Wednesday, March 10, 2010

Debit consolidation

Debit consolidation entails acquiring a single loan

to pay off multiple loans. This practice is often adopted to secure a lower and/or fixed interest rate. The greater

convenience in servicing a single loan is also an important motivator for considering this option.
Debit consolidation may entail merging multiple

unsecured loans into a new unsecured loan account. However, it usually involves obtaining a single collateralized secured

loan. This collateralization implies pledging a high-value asset, such as a home or car, which may be repossessed by the

lender if the debtor defaults on payments. Since the risk borne by lenders is reduced under such loan agreements, they are

often willing to relax the loan terms. This enables a borrower to benefit from lower interest rates.
Debit consolidation Options for Homeowners
Homeowners with a fairly decent equity in their property can consider the following straightforward
Debit consolidation alternatives:

* Home equity loan: The amount of a home equity loan depends directly on the equity built on the home. Such loans carry

a fairly low interest rate and long repayment duration, which may be as much as 15-20 years.
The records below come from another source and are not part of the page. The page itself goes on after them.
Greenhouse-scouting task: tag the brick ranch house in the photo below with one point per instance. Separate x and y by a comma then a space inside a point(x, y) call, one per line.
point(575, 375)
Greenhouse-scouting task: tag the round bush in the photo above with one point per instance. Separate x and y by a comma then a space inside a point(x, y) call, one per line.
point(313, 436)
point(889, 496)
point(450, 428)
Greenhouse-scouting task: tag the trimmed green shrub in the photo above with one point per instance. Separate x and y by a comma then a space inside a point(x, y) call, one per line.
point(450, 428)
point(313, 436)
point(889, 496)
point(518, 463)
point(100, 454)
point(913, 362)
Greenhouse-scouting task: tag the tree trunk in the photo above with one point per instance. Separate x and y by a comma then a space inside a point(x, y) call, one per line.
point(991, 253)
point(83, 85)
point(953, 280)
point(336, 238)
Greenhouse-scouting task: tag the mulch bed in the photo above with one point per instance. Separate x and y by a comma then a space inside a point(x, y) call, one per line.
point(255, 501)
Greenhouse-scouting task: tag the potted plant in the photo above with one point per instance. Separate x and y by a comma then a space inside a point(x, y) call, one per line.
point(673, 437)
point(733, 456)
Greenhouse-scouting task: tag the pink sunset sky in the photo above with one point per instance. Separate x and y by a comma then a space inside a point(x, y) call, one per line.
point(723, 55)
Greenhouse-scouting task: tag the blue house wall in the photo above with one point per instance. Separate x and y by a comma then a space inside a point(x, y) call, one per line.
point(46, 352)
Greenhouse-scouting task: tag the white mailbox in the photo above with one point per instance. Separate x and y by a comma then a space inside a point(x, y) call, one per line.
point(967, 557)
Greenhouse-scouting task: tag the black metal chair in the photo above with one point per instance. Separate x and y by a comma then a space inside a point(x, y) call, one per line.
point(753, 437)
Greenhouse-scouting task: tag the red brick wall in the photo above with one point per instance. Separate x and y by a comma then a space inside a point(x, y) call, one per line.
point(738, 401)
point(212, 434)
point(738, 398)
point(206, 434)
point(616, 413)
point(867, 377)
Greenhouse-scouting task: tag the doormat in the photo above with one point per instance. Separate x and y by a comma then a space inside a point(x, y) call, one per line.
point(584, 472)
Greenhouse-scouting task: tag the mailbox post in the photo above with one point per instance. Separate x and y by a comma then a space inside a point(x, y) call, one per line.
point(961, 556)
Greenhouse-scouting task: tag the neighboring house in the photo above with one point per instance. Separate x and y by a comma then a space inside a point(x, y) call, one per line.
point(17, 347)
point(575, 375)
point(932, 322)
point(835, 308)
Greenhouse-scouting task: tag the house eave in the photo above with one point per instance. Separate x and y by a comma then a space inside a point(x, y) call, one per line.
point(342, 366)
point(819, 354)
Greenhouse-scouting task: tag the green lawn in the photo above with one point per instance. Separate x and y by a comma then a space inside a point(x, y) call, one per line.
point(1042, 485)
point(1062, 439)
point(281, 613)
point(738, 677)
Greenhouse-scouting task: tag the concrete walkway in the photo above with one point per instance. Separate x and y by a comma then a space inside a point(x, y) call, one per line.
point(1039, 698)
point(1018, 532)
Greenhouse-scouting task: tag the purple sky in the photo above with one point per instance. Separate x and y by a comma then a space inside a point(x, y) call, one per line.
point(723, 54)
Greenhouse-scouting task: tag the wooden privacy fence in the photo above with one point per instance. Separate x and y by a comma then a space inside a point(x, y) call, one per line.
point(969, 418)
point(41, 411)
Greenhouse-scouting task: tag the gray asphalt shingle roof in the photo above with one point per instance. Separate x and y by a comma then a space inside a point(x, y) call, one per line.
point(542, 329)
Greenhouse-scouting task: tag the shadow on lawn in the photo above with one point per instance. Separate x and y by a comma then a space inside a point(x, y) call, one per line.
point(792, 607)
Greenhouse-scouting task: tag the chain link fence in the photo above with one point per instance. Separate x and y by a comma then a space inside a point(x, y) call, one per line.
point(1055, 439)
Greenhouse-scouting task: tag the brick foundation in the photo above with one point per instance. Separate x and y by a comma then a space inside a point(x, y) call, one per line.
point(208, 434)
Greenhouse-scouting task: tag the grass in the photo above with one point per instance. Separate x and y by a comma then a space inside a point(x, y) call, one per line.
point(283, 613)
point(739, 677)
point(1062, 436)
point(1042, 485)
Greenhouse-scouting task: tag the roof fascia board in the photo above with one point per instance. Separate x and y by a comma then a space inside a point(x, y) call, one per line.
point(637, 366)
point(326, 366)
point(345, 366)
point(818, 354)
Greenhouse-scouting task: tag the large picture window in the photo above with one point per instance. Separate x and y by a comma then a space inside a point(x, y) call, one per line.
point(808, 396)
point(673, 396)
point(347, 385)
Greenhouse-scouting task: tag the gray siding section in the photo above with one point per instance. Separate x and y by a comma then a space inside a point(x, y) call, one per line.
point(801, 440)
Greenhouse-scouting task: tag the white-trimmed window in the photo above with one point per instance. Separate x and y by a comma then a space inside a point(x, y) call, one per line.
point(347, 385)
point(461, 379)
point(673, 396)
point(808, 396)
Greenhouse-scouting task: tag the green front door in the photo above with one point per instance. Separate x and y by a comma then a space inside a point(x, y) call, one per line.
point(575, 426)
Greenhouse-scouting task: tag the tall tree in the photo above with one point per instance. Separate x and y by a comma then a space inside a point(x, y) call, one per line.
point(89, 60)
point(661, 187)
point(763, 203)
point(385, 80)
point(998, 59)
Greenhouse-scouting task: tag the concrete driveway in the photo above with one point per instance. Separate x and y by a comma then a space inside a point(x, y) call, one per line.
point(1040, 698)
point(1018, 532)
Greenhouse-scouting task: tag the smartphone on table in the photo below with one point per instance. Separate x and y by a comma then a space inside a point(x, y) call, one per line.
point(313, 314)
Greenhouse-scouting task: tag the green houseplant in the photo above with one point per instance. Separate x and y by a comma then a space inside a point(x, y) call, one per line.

Consequently, home equity loans

enable debtors to benefit from low monthly payments. Payments towards these loans also qualify for interest tax-deduction.

* Cash-out refinancing. Refinancing a home for an amount higher than the existing loan outstanding enables one to

pay-off the original loan and use the extra cash for payments towards other debts. This may be obtained at a lower interest

rate, the payment towards which may be stretched for a longer period. However, the total interest cost under such debt

agreements may wind up being relatively large.

Additionally, a debtor with a relatively undamaged credit may qualify for an unsecured personal loan consolidation.

Individuals seeking an unsecured loan may consider approaching a credit union, as they tend to charge lower interests than

traditional banks. However, credit unions typically have stricter loan eligibility terms.